A cold spring wind had picked up, and I had left my jacket on the bench in the hall. The moment I had the thought, my mother was there, the jacket in her hand. “You’re going to freeze,” she said, and held it up for me to thread my arms inside. I must have been standing in front of the place where Lucas had fallen. She no doubt thought I was there for a different reason. I put my arm around her and I told her I was sorry, because I was sorry. How awful that she had to find her husband that way.

“Thank you,” she said. “No one seems to feel bad that he’s dead.”

We weren’t looking at one another, which made it easier. “Well,” I said, “it’s hard not to think about all the other ways it could have gone.”

She nodded. “And it’s hard not to wonder if the four of you won’t say the same thing about me when I’m gone. Mom’s dead, check that off the list.”

What Leda had said on the train came back to me, that by going about the business of her own life, she had made us capable. I made a quarter turn and took her in my arms. “You’re a whole other story,” I said to her, thinking it might even be true. “If you ever die, the four of us will cry out a river for you to be carried away on.”

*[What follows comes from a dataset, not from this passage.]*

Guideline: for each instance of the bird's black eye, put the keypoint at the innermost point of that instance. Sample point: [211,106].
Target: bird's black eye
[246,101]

My mother smiled at the thought of that, then she rested her head against my shoulder. We stood there in the cold until Leda came and told us it was time to come inside.

6

Eddie went to the opera and he went to the theater. He saw the plays on Broadway but also saw plays in Brooklyn. He had memberships at the Whitney, MoMA, the Frick, and a twelve-ticket package to the Tribeca Film Festival. He attended lectures at the New-York Historical Society, the Center for Fiction, the 92nd Street Y, as well as occasional dharma talks at the Shambhala Meditation Center. Despite being retired, he continued to go to bookstores to see his former authors. He passed on dance.

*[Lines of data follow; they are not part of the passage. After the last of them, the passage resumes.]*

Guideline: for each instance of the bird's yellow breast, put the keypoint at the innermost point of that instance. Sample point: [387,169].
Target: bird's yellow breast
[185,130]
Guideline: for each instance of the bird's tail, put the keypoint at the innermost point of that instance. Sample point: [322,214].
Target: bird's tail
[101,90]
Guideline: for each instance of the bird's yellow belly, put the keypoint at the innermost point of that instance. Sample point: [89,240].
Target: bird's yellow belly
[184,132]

I went with him to some things, or Jonathan and I did, and on occasion it was only Jonathan, who was happy to serve as a fourth in a Sunday bridge game that Eddie had been a part of for years. My husband and my stepfather played bridge. Skip played bridge, but he often canceled at the last minute, unable to get away from the responsibilities of Darien. Sometimes Leda and Steve met Eddie for dinner, and I wouldn’t hear about it until after the fact, and twice over the summer he took Steve and Leda’s son, Henry, to the Blue Note because Henry was cultivating an interest in jazz. Eddie was a popular man, and the few members of our family didn’t begin to fill his social calendar. We accepted the invitations that were extended, and we offered invitations in return. But I got to take him to chemo. I was clear about that.

“Okay,” he said. “Time to go.”

It was July again, and so there was nothing I needed to cancel. I picked him up at his apartment, and Jonas, the doorman, hailed us a cab. Eddie had a cane now, not a statement piece but the kind you buy at Duane Reade. There was a bit of a struggle getting it into the taxi, closing the door. “I have become a tri-ped,” he said.

“It is the natural progression of time.”

“Just think,” he said, touching my sleeve, “if you’d left me in that car to freeze all those years ago, none of this would have happened.”

The day was hot and bright, and it seemed almost funny to remember how cold we’d been. How alone. Forty-five years later we were stuck in traffic on the FDR, watching the boats slicing their way up the East River.

The sunny waiting room was crowded. In some cases you didn’t know who was the patient and who was coming along for the ride, but then there were the people who looked like they’d been assembled from a bone kit, translucent and bald in their wheelchairs, their sock hats pulled low against the air conditioner’s chill. We made our way through, found two empty seats.

“Will you tell them we’ve arrived?” Eddie asked me, and lowered himself into his chair. Taxi to the curb, across the sidewalk, into the building, across the lobby, into the elevator, out of the elevator, down the hall, through the door, it had exhausted him. I carried his canvas tote bag—a thick book, a yellow legal pad, potato chips with half the salt. I went to sign him in. When I came back, his head was tipped against the glass behind him.